最初は10分の短編を撮るはずがどんどん長くなり、2週間で撮ったとか。
パッとしない役者の主人公が、同棲相手から愛想をつかされ、もう一人の彼女ともケンカ。疲れ果てて眠ると、夢の中にテロリストの自分が出て来ます。その夢から醒めると、取調室で詰問されている自分が…。もちろんこれも夢。悪夢から逃れようと、同窓会話きっかけに実家へ帰ろうとするのですが、その電車の中でも繰り返し悪夢に悩まされます。いったい、どれが夢でどれが現実なのか…。
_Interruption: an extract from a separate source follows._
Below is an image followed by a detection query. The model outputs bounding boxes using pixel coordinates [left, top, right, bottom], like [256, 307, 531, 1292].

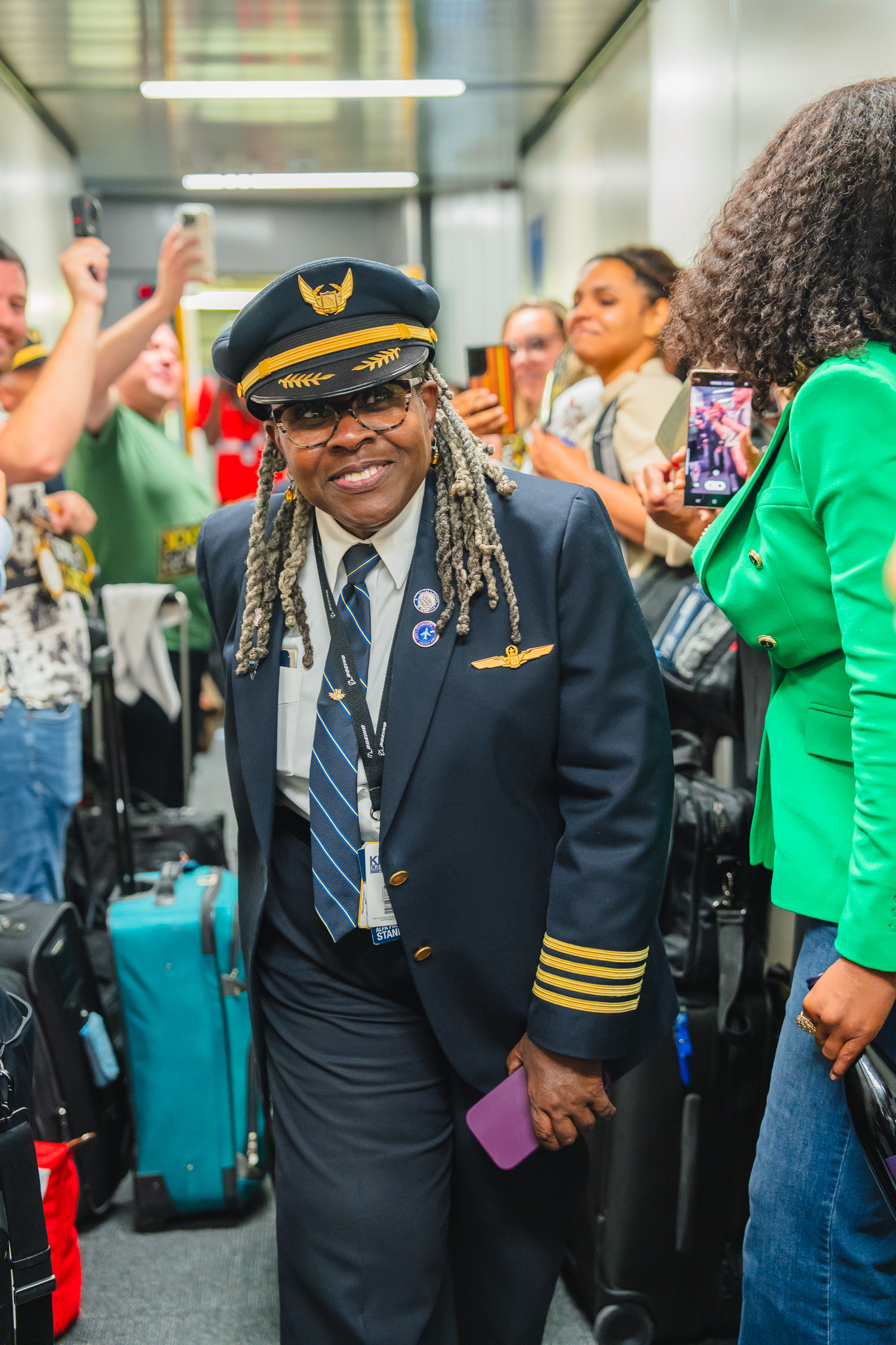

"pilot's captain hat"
[212, 257, 439, 420]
ほとんど園子温監督と主役の田中哲司で作っていったらしく、見ながらついていくのがけっこう大変。(^o^)
懐かしい同級生が久々に顔を合わせて立ち話するところは、全部アドリブだそう。オダギリジョーと村上淳と3人で、本当にそこらのにいちゃんの会話をしています。
市川実和子といい、岩松了、麿赤児、温水洋一などひと癖もふた癖もある個性派俳優がずらり。体力がある時に見るのをお薦めします。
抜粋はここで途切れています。